Belki benim seni aldatma ihtimalime karşılık, senin önce beni aldatmanı hevesle bekleyen ve aldatılmışlığın acısı ile yanıp, yanıp kavrulmak isteyen, yıllarca sana verdiği tüm emeklere acıyan, elleriyle büyüttüğü, solar iken dirilttiği çiçeğini ondan çalanlara beddualar ederken çektiği bu acıdan zevk alabilecek bir ben var.
Başka adamlarla flörtleşmemin senin tarafından yakalanmasını mı aslında arzuluyorum; tam da bütün bunları benim değil senin yapmış olabilirliğini sana kabullendirmeye çalışırken.
Çelişkiler içindeyim.
Benden sana bulaşan yabancı saç tellerini mi görüp seni suçluyorum acaba? Senin için sahip olduğum tüm kaygıların benim karanlık dünyamdan kaynaklandığını keşfediyorum. Sen o saf adamsın. Belki de düşündüğüm gibi biri değilsin.
Senin için duyduğum tüm endişeleri benim için duymanı nasıl da deli gibi arzuluyorum. Oysa biliyorum ki insanın kendisi neyse karşısındakini de o sanır. Sonuçta ben seni endişelendirmesi gereken şeyler yapıyorum ve sen bunun farkına varmıyorsun; seni sürekli uyandırmaya çalışıyorum. Korkmuyor değilim bir gün “neden bana güvenmiyorsun, yoksa sana güvenmemem mi gerekiyor? Sana güvenimi sarsacak bir şey mi yaptın?” diye sormandan. Yapmadım ama bu kadar da güven fazla değil mi? Artık güvensiz yaşa, kafanda soru işaretleri olsun ve bana sahip çık istiyorum.
Tüm sorun beni benim istediğim gibi sevmeme inadından kaynaklanıyor. “Elinden gidiyorum” hissini vermemin sebebi bir kere de olsun beni, benim istediğim gibi sevmeni arzulamam olabilir mi?
Ya da ilk düşüncemde haklı mıyım? Hayatından sana heyecan verecek yeni şeyler mi buldun? Benden daha mı güzeller ya da daha mı aptallar? Yüzünde bir gülümseme oluyor mu onlarla konuşurken, bir sonraki kaçamak buluşmanın gelmesini arzuluyor musun? Böylesi daha mı keyifli; sorumluluk hissetmeden öylesine bir oynaş? Hayır, hayır bu sen olamazsın. Bu benim, benim düşüncem. Senin böyle yapıp yapmayacağını düşünmüyorum. Konu sen bile değilsin aslında. Beynimi kemiriyor bu düşünceler. Hayır niye ben olayım tüm bunların sebebi… elbette sensin… Daha önce hiç böyle şeyler gelmezdi aklıma… Hayır, beni bu hale düşüren yine sensin… Eksiklik hissi olmalı…

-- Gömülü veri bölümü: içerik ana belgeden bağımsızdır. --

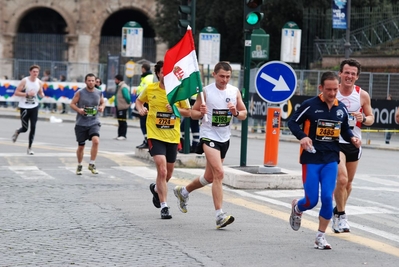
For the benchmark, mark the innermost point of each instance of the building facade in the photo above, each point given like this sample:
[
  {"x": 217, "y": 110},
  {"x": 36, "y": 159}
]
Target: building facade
[{"x": 82, "y": 23}]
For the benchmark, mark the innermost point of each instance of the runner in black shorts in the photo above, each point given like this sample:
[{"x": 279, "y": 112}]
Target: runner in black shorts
[
  {"x": 221, "y": 146},
  {"x": 351, "y": 152}
]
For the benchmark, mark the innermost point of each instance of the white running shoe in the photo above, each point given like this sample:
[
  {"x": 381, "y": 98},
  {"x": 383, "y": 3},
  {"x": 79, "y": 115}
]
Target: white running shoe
[
  {"x": 181, "y": 200},
  {"x": 295, "y": 218},
  {"x": 223, "y": 220},
  {"x": 340, "y": 224},
  {"x": 321, "y": 242}
]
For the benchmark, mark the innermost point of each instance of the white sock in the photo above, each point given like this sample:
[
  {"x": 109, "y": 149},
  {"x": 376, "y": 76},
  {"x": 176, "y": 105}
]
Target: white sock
[
  {"x": 297, "y": 210},
  {"x": 218, "y": 212},
  {"x": 184, "y": 192}
]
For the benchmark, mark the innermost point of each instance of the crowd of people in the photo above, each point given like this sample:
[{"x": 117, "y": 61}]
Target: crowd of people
[{"x": 328, "y": 127}]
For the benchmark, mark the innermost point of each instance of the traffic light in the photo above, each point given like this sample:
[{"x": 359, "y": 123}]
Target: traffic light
[
  {"x": 187, "y": 15},
  {"x": 252, "y": 14}
]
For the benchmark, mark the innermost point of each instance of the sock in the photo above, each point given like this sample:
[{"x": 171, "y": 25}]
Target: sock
[
  {"x": 297, "y": 210},
  {"x": 218, "y": 212},
  {"x": 184, "y": 192},
  {"x": 335, "y": 211},
  {"x": 319, "y": 233}
]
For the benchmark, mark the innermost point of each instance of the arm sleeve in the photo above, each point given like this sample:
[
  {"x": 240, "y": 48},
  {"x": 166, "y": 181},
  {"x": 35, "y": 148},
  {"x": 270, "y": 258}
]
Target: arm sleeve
[
  {"x": 297, "y": 119},
  {"x": 346, "y": 132},
  {"x": 126, "y": 94}
]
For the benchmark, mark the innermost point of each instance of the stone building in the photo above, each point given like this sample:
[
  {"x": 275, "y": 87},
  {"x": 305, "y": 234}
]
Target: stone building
[{"x": 82, "y": 25}]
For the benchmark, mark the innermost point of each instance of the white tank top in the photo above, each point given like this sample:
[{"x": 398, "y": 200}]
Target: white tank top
[
  {"x": 31, "y": 101},
  {"x": 217, "y": 128},
  {"x": 353, "y": 104}
]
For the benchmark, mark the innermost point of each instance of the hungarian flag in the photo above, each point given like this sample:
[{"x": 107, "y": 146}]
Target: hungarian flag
[{"x": 181, "y": 73}]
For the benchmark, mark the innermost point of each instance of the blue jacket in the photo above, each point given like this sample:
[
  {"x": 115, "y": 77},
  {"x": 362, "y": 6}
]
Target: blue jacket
[{"x": 315, "y": 120}]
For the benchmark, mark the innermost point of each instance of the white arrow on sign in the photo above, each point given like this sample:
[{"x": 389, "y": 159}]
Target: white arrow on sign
[{"x": 279, "y": 85}]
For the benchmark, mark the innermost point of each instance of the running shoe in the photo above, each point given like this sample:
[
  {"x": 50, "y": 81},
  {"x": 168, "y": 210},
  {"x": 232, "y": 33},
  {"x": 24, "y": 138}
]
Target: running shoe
[
  {"x": 295, "y": 218},
  {"x": 321, "y": 242},
  {"x": 79, "y": 170},
  {"x": 15, "y": 136},
  {"x": 335, "y": 224},
  {"x": 181, "y": 200},
  {"x": 223, "y": 220},
  {"x": 155, "y": 198},
  {"x": 93, "y": 169},
  {"x": 165, "y": 214},
  {"x": 340, "y": 224}
]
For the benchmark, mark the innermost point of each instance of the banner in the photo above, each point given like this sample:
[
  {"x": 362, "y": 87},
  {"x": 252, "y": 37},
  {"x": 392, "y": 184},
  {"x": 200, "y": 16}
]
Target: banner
[
  {"x": 383, "y": 110},
  {"x": 339, "y": 12}
]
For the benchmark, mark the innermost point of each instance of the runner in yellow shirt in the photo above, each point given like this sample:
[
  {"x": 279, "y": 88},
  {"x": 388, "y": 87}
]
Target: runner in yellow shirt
[{"x": 163, "y": 133}]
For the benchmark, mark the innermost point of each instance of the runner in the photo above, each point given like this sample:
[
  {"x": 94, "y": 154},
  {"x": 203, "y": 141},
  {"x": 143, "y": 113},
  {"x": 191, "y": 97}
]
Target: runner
[
  {"x": 358, "y": 104},
  {"x": 28, "y": 89},
  {"x": 88, "y": 103},
  {"x": 223, "y": 102},
  {"x": 163, "y": 132},
  {"x": 318, "y": 123}
]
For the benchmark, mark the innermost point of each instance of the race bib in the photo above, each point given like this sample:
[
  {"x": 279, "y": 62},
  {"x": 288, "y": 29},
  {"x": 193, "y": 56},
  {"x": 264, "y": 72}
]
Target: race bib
[
  {"x": 90, "y": 111},
  {"x": 221, "y": 117},
  {"x": 352, "y": 121},
  {"x": 165, "y": 120},
  {"x": 328, "y": 130},
  {"x": 30, "y": 100}
]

“A bak bu şarkıyı çok seviyorum.”.
“?”
“Şu çalan şarkı canım, bak dinle.”
Alev alev yandığım doğru
Küllerinden doğar mıyım sana doğru
Kendimi arıyorken olmaktan korktuğum Yerdeyim
Sendeyim
Al beni
Ne
Yaparsan
Yap!..
“Canım ben şarkı duymuyorum. Ne şarkısı?”